MOSCOW (Reuters) - U.S. congressmen will meet security officials in Moscow this week to find out whether the FBI could have done more with Russian intelligence on the Boston bombing suspect to prevent the attack, one of the lawmakers said on Wednesday.
U.S. President Barack Obama's administration and the intelligence community face scrutiny over criticism they failed to see the danger from Tamerlan Tsarnaev and his younger brother Dzhokhar - the prime suspects in the twin bombings that killed three people and injured over 170 at the Boston Marathon.
Tamerlan Tsarnaev, 26, who was killed in a shootout with police, spent six months last year in Dagestan, a southern Russian province where Moscow is battling an Islamist insurgency.
U.S. Representative Dana Rohrabacher, a California Republican leading the fact-finding mission, said it wanted to find out whether the FBI acted strongly enough on Russian information that Tsarnaev was a potential threat.

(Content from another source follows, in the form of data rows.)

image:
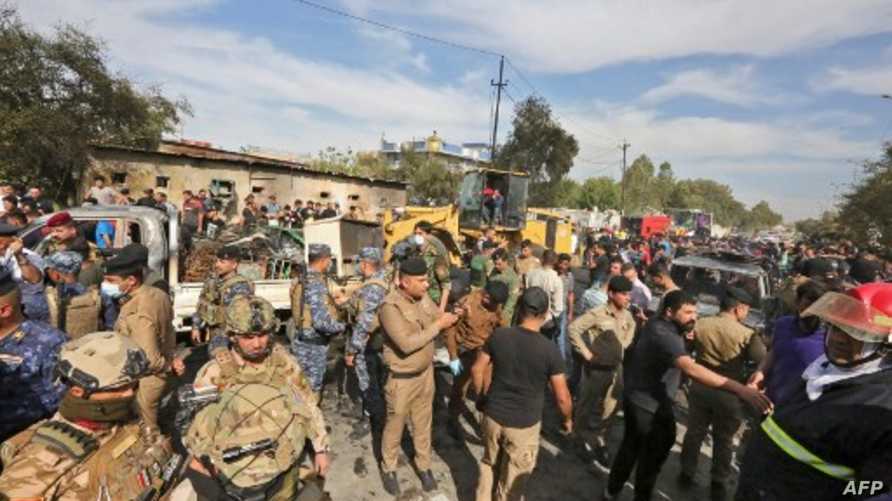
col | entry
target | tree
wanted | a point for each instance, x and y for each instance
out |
(431, 182)
(865, 212)
(57, 97)
(539, 146)
(599, 192)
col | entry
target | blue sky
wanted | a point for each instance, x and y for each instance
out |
(778, 99)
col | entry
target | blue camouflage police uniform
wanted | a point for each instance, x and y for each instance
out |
(28, 387)
(310, 342)
(368, 361)
(67, 262)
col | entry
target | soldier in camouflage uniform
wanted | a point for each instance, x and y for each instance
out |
(28, 353)
(217, 293)
(315, 317)
(95, 447)
(436, 257)
(364, 351)
(247, 445)
(253, 358)
(504, 272)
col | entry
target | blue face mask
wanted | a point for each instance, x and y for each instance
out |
(111, 290)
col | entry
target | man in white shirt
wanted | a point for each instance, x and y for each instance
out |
(641, 294)
(549, 280)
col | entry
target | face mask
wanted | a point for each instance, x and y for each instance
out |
(111, 290)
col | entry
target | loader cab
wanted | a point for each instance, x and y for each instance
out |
(493, 198)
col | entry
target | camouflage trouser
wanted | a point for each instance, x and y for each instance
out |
(372, 373)
(312, 360)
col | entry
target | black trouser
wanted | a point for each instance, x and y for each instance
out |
(647, 441)
(373, 397)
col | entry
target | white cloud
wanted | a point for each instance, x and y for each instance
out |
(240, 86)
(737, 85)
(579, 35)
(872, 80)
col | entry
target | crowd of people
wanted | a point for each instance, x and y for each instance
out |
(99, 400)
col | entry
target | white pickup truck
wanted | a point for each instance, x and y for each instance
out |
(153, 228)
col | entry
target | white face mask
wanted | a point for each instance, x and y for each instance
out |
(111, 290)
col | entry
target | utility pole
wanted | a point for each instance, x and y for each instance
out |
(622, 196)
(495, 125)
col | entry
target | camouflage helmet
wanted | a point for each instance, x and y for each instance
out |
(102, 361)
(251, 435)
(250, 314)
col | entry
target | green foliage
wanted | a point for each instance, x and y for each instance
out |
(866, 209)
(539, 146)
(431, 182)
(57, 97)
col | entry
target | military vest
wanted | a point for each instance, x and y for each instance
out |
(211, 309)
(76, 315)
(127, 465)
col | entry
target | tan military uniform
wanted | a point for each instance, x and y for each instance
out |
(602, 333)
(409, 327)
(278, 369)
(464, 340)
(146, 317)
(59, 460)
(723, 345)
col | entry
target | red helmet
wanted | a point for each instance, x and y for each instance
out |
(865, 312)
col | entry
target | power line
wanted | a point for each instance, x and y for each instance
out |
(404, 31)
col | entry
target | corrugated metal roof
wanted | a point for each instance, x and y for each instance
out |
(199, 151)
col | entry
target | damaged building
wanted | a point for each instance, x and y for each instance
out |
(230, 176)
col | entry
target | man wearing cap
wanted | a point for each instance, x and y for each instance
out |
(95, 447)
(65, 235)
(600, 337)
(26, 268)
(436, 257)
(28, 352)
(724, 345)
(315, 317)
(250, 321)
(73, 308)
(364, 350)
(217, 293)
(411, 321)
(481, 314)
(512, 372)
(503, 272)
(146, 316)
(481, 264)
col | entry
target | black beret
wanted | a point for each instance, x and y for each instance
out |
(7, 284)
(8, 230)
(619, 283)
(497, 291)
(229, 252)
(534, 301)
(414, 266)
(740, 295)
(128, 260)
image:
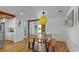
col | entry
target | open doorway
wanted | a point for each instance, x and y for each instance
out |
(32, 24)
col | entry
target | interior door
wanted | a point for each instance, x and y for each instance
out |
(2, 34)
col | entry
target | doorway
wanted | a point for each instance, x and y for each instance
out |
(2, 34)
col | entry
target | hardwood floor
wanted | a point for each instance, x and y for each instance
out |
(22, 46)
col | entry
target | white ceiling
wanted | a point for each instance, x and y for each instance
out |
(32, 12)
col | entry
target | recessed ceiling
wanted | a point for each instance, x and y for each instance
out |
(32, 12)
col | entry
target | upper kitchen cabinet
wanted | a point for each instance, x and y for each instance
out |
(72, 17)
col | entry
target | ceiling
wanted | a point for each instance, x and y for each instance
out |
(34, 12)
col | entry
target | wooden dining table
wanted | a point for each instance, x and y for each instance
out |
(39, 46)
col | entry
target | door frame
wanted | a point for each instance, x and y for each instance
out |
(29, 21)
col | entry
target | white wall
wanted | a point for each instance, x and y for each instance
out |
(55, 26)
(72, 33)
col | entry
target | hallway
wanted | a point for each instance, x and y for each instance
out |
(22, 46)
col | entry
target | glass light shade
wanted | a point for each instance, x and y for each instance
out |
(43, 20)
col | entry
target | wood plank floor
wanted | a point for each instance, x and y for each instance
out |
(22, 46)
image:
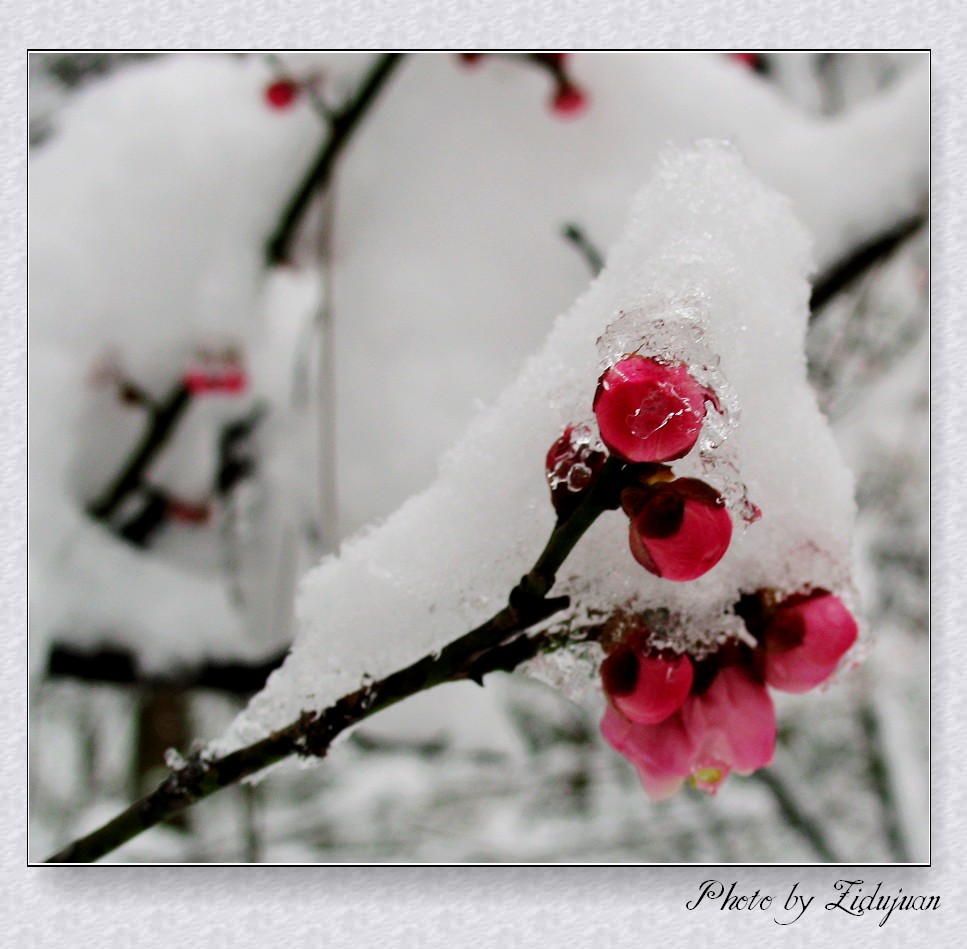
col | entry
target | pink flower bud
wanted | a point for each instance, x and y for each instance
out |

"One of the things we want to find out is whether or not the FBI followed through on all of the information that was given to them," Rohrabacher said.
He said he and fellow congressmen Steve King, Paul Cook, Steve Cohen and William Keating were interested in how Tsarnaev's time in Dagestan may have radicalized him.
Although Washington and Moscow have vowed cooperate closely on counter-terrorism, both sides have accused each other of withholding information in the run-up to the bombing.
U.S. officials have said Russian security services asked the FBI about Tamerlan in early 2011 out of concern he had embraced radical Islam and would travel to Russia to join insurgents.
FBI agents interviewed him in Massachusetts in 2011 but said they found no serious reason for alarm. U.S. officials say Russia's FSB security services later failed to respond to the FBI's requests for more information about him.
Tsarnaev flew to Russia the following year on January 12.